ウォーターハンマー現象について

ウォーターハンマー現象とは、別名水撃作用とも呼ばれる現象です。水を使った時に関係ないところで、「ガタガタ」「ドーン・ドーン」「パチパチ」などと音が聞こえたり、振動が響くことがあります。水を出しているときに給水栓やバルブを急閉止すると、水の流速は一瞬でゼロになります。すると閉止した部分の上流側で水の持っていた速度のエネルギーが圧力エネルギーに変換して動水圧の圧力が急激に上昇します。急激に上昇した圧力は水道管の内部で均等になろうとします。均等になろうとした圧力波が今度は管路末端まで到達するとまた急閉止したバルブ側に戻ろうと行ったり来たりします。水道管内部で圧力が一定になるまで繰り返されます。逆にバルブや給水栓を急開放した時に起きることもあります。水撃作用は水道管や給水栓を破損する原因にもなります。

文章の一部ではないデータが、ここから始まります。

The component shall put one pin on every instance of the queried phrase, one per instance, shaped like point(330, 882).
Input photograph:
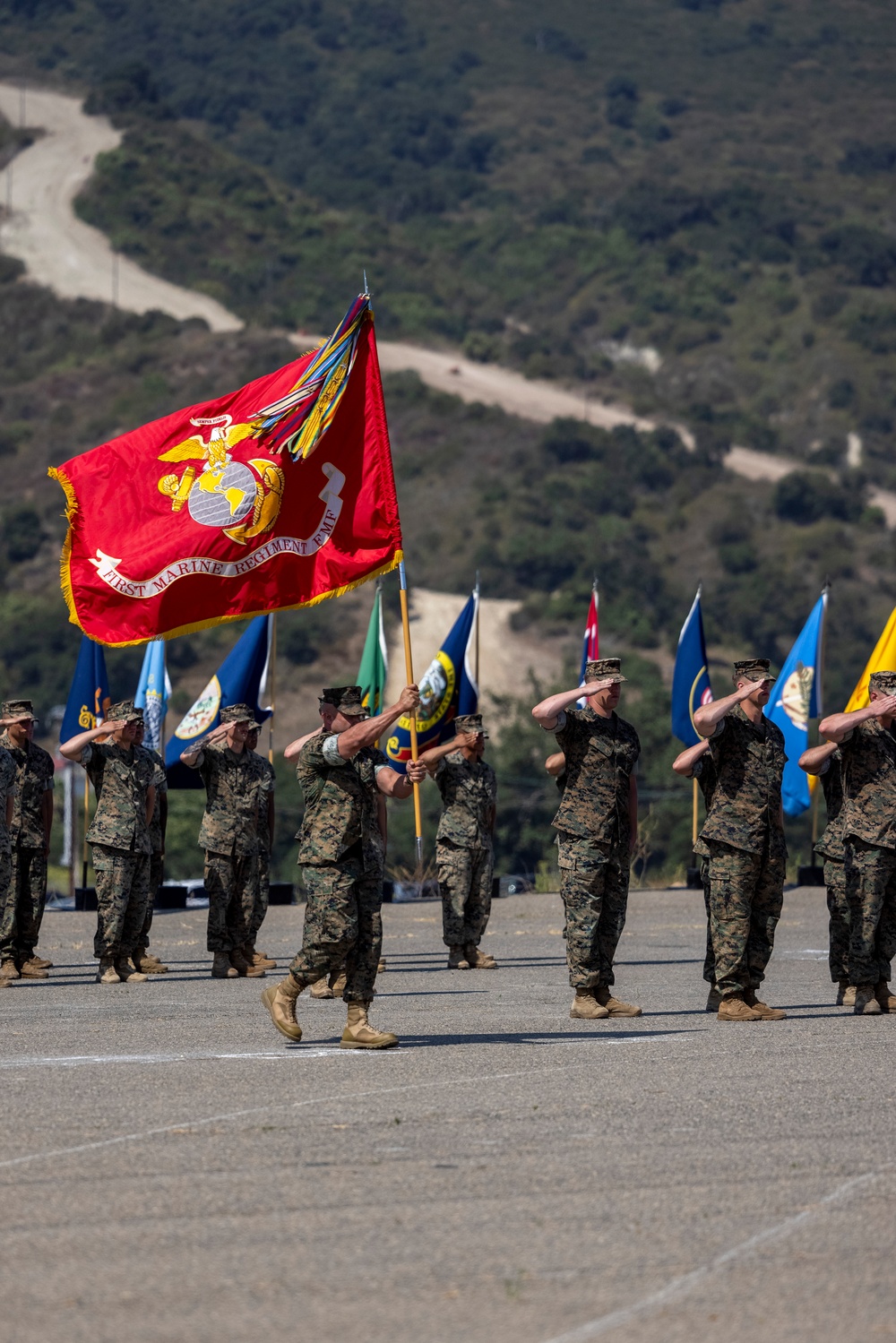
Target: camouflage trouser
point(465, 885)
point(343, 925)
point(230, 882)
point(123, 891)
point(745, 895)
point(263, 896)
point(156, 872)
point(710, 960)
point(594, 884)
point(871, 891)
point(27, 895)
point(837, 920)
point(7, 909)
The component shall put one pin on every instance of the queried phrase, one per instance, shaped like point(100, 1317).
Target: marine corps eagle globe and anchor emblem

基本的にはバルブや給水栓などをゆっくり開け閉めすると起こりません。水道管の圧力が著しく過大であったり、不適当な流速などが原因で起こることがありますが、水撃の発生を完全に防ぐ施工方法は確立されていません。あまりにも水撃がひどい場合は「ウォーターハンマー防止逆止弁」などを設置することをおすすめします。